The embeddings can be trained from scratch or using a pretrained transformer model from Huggingface.

To train a model with AllenNLP’s Constituency Parser, the general script to run is as follows:

[ARGUMENTS ...] train_data_path=PATH validation_data_path=PATH seacorenlp train --task=constituency

The arguments that can/need to be specified for CLI training are detailed in the following table:

Argument	Details	Options
model_name	Name of pre-trained model to use	Huggingface transformer name (e.g. `xlm-roberta-base`)
use_pretrained	If using pre-trained model, set this to `true`	`true`/ `false`
freeze	Whether to freeze pre-trained model’s parameters when training	`true`/ `false`
embedding_dim	No. of dimensions to use for word embeddings (if not using pre-trained model)	Integer
lstm_input_dim	No. of dimensions of input to Bi-LSTM (i.e. dimensions of embedding output)	Integer
lstm_hidden_dim	No. of dimensions to use for Bi-LSTM’s hidden state	Integer
lstm_layers	No. of layers of Bi-LSTM to use	Integer
lstm_dropout	% of dropout between Bi-LSTM layers (if >1)	Integer
ff_hidden_dim	No. of dimensions for final feedforward layer	Integer
num_epochs	No. of epochs to train for	Integer
batch_size	Batch size for training	Integer
patience	Early stopping patience	Integer
lr	Learning rate	Float (`1e-5` is acceptable)

DatasetReaders for ConstituencyParsers¶

When training, the models read in the data using an AllenNLP DatasetReader and take in only a particular data format.

We currently use the default DatasetReader provided by AllenNLP for constituency parsing.

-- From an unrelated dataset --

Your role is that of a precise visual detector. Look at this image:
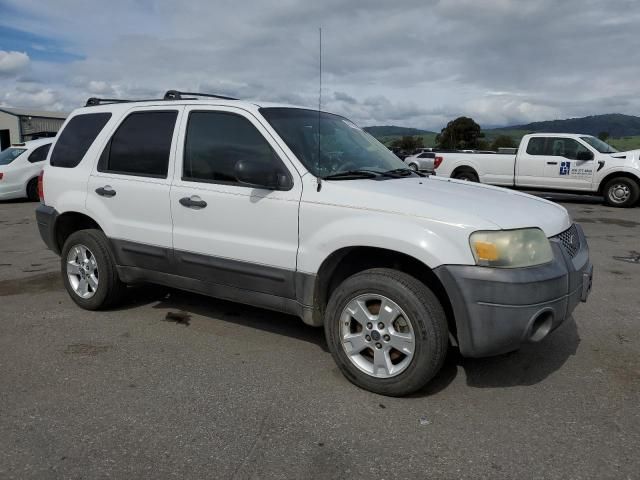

It expects the Penn Treebank format.

An example from the Kethu dataset is as follows:

(NP (NN Kera) (SBAR (IN untuk) (S (NP-SBJ (-NONE- *)) (VP (VB amankan) (NP (NP (NN pesta) (NN olahraga)))))))
(S (PP (IN Selama) (NP (NN bertahun-tahun))) (NP-SBJ (NN monyet)) (VP (VB mengganggu) (NP (NN warga) (NNP Delhi))) (. .))

Training Details for Native Models¶

We currently only have trained models for the Indonesian language using the Kethu dataset.

The official train/test split provided is 925: 125 sentences (1030 in total). For validation, we further split the train set into 850: 75 (train/val).

When training using the Berkeley Neural Parser architecture, there were certain bugs encountered with a few of the sentences in the dataset. We skipped those sentences, leaving us with 843 sentences for training. This problem was not seen with the AllenNLP architecture.